The Origin header and cache poisoning
Out of the box, most CDNs (and other reverse proxies) will not vary their cache by arbitrary HTTP headers. So you can be left in a situation where you cache can be poisoned.
E.g. if an attacker requested:
curl -sIXGET -H "Origin: https://evil-site.com" "https://remote.example.com/resource" | grep -E '^Access|^Cache|^Vary' | sort
Cache-Control: max-age=900, public
Notice how:
- There are no CORS headers in the response
- There is no
Vary
header in the response - There is caching headers that indicates that CDNs should cache the response
Subsequent requests to the URL, with the correct Origin
HTTP header will yield the same response (as it is cached). This is known as cache poisoning.
How to solve
There are 2 ways to solve this.
Option #1 - change the CDN
The first method is to alter your CDN to add the Origin
HTTP header into the cache key definition. I don't typically recommend this approach as it forces your application logic into your CDN. It also means pages that do not need to be varied are, and this will reduce your cache hit rate.

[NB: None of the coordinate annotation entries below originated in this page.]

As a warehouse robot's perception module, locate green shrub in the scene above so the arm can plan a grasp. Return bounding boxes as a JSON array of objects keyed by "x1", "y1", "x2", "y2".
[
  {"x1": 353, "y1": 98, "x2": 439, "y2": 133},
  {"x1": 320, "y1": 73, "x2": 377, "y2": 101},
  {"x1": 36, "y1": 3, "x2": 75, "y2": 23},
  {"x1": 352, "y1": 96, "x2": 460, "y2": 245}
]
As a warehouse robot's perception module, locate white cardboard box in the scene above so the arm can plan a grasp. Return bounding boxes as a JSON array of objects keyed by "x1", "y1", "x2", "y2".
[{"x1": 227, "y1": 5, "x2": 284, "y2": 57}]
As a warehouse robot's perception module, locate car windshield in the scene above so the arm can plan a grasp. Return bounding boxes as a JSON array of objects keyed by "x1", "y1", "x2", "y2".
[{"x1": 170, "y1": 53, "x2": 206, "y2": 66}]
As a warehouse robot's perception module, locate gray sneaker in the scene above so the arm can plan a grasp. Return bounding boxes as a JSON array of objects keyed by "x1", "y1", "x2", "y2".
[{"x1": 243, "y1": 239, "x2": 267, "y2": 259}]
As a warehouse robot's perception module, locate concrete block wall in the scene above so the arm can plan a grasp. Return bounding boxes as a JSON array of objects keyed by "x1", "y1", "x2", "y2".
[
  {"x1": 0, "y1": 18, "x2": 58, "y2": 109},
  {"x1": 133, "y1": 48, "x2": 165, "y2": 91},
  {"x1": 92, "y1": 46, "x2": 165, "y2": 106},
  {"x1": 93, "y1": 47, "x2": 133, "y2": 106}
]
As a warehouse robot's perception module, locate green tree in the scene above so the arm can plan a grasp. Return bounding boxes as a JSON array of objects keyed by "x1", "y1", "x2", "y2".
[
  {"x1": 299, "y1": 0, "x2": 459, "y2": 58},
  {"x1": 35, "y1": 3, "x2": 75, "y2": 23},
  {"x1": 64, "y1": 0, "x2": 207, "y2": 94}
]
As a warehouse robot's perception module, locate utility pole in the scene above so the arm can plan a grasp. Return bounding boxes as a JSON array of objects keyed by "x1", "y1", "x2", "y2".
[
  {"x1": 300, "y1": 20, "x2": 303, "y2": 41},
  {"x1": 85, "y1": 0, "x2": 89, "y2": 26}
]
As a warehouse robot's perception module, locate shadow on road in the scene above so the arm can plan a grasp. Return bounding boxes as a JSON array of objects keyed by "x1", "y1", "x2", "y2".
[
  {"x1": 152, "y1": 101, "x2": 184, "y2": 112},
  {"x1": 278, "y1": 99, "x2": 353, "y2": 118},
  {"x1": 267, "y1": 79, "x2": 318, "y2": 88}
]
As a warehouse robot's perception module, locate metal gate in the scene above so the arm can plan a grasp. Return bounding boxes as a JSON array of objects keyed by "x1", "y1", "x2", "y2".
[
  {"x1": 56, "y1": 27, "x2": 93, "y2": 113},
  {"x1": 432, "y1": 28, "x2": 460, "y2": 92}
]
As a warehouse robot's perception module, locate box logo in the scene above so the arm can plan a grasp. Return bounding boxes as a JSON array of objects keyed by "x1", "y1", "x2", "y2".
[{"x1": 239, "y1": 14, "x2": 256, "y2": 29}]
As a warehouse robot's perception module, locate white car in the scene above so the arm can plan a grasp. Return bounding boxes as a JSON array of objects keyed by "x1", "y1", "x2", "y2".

Option #2 - change the remote site
The second approach is to get the site your are serving the remote resource from to add a Vary
HTTP header to instruct any CDNs to vary their cache key by the value of this header. See the MDN docs for more background on this magical header.
e.g.: this is what you should be looking for
curl -sIXGET -H "Origin: https://www.example.com" "https://remote.example.com/resource" | grep -E '^Access|^Cache|^Vary' | sort
Access-Control-Allow-Credentials: true
Access-Control-Allow-Headers: DNT,X-CustomHeader,Keep-Alive,User-Agent,X-Requested-With,If-Modified-Since,Cache-Control,Content-Type
Access-Control-Allow-Methods: GET, POST, OPTIONS
Access-Control-Allow-Origin: https://www.example.com
Cache-Control: max-age=900, public
Vary: Origin
Note the Vary
header.
Once you have the Vary header in place, you will need to drop the entire cache of the site in the CDN to ensure there are no entries left that are poisoned.